Stitch Fix provides a glimpse of how some businesses are already making use of AI-based machine learning to partner with employees for more-effective solutions. A five-year-old online clothing retailer, its success in this area reveals how AI and people can work together, with each side focused on its unique strengths. The company offers a subscription clothing and styling service that delivers apparel to its customers' doors. But users of the service don't actually shop for clothes; in fact, Stitch Fix doesn't even have an online store. Instead, customers fill out style surveys, provide measurements, offer up Pinterest boards, and send in personal notes. Machine learning algorithms digest all of this eclectic and unstructured information. An interface communicates the algorithms' results along with more-nuanced data, such as the personal notes, to the company's fashion stylists, who then select five items from a variety of brands to send to the customer. Customers keep what they like and return anything that doesn't suit them.

Stitch Fix's approach illustrates three lessons about how to combine human expertise with AI systems. First, it's important to keep humans in the business-process loop; machines can't do it alone.
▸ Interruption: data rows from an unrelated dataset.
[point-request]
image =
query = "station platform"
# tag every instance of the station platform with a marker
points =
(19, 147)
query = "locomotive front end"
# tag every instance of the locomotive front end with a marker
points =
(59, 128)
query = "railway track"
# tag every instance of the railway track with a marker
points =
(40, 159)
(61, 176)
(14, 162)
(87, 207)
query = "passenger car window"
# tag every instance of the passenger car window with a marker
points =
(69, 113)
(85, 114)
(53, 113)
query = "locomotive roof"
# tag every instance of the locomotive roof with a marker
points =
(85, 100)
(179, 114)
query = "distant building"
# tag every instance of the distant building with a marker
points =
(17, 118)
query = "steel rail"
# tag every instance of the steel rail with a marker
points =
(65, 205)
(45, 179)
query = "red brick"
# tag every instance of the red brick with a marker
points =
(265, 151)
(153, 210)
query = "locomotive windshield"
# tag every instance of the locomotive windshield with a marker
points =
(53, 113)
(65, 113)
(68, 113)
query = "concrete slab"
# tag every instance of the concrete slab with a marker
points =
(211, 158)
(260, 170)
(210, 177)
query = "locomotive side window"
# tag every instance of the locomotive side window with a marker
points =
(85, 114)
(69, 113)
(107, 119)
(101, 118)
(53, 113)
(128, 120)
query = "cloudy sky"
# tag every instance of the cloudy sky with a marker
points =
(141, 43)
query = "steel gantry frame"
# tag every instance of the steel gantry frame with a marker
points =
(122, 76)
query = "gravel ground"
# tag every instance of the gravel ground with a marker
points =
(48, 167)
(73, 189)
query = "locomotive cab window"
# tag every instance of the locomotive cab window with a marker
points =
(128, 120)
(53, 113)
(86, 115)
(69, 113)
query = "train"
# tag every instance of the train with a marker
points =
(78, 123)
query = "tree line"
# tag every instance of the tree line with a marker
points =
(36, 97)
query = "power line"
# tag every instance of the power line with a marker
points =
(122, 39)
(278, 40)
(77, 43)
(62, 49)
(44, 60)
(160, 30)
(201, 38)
Second, companies can use machines to supercharge the productivity and effectiveness of workers in unprecedented ways. And third, various machine-learning techniques should be combined to effectively identify insights and foster innovation.

As research conducted across industry and academia shows, companies have an unprecedented opportunity to tap ongoing advances in AI and machine learning research to reinvent business processes. For instance, in analysing a five-year sample of almost 1,150 papers, we identified at least 12 techniques, visible in the chart below, that can be readily applied and combined with each other within a process. Stitch Fix is already applying several of these machine learning techniques in service delivery and R&D – and other companies can follow its lead.

Some extremely successful companies have made great use of recommendation engines to boost sales or improve customer satisfaction. When it comes to recommendations, is there room for improvement in the way Amazon and Netflix operate?

Stitch Fix, which lives and dies by the quality of its suggestions, has no choice but to do better–but it can't rely solely on machines to do this. The company collects as much information about a client as it can, in both structured and unstructured form. Structured data includes surveys with personal information such as body measurements and brand preferences. Unstructured data can be derived from social media accounts, such as Pinterest, or through online notes from people about why they are buying new clothes, such as a special occasion, a change of season, or because a certain new style caught their eye.

The automated recommendation system is at its best when dealing with structured data. But to make sense of unstructured data, people and their judgment are needed. Say a client wants a new pair of stylish jeans, an item that's notoriously tricky to fit right to a person's measurements. To start, the algorithm finds jeans (across a range of fabrics, styles, and even sizes) that other clients with the same inseam decided to keep – a good indicator of fit.

Next, it's time to pick the actual pair of jeans to be shipped. This is up to the stylist, who takes into account a client's notes or the occasion for which the client is shopping. In addition, the stylist can include a personal note with the shipment, fostering a relationship, which Stitch Fix hopes will encourage even more useful feedback. This human-in-the-loop recommendation system uses multiple information streams to help it improve. The algorithm absorbs feedback directly from the client – whether or not she or he (the company added men's options in late September) decided to keep an item of clothing. And the stylist improves and adjusts based on cues gleaned from client notes and with insights from previous interactions with the customer.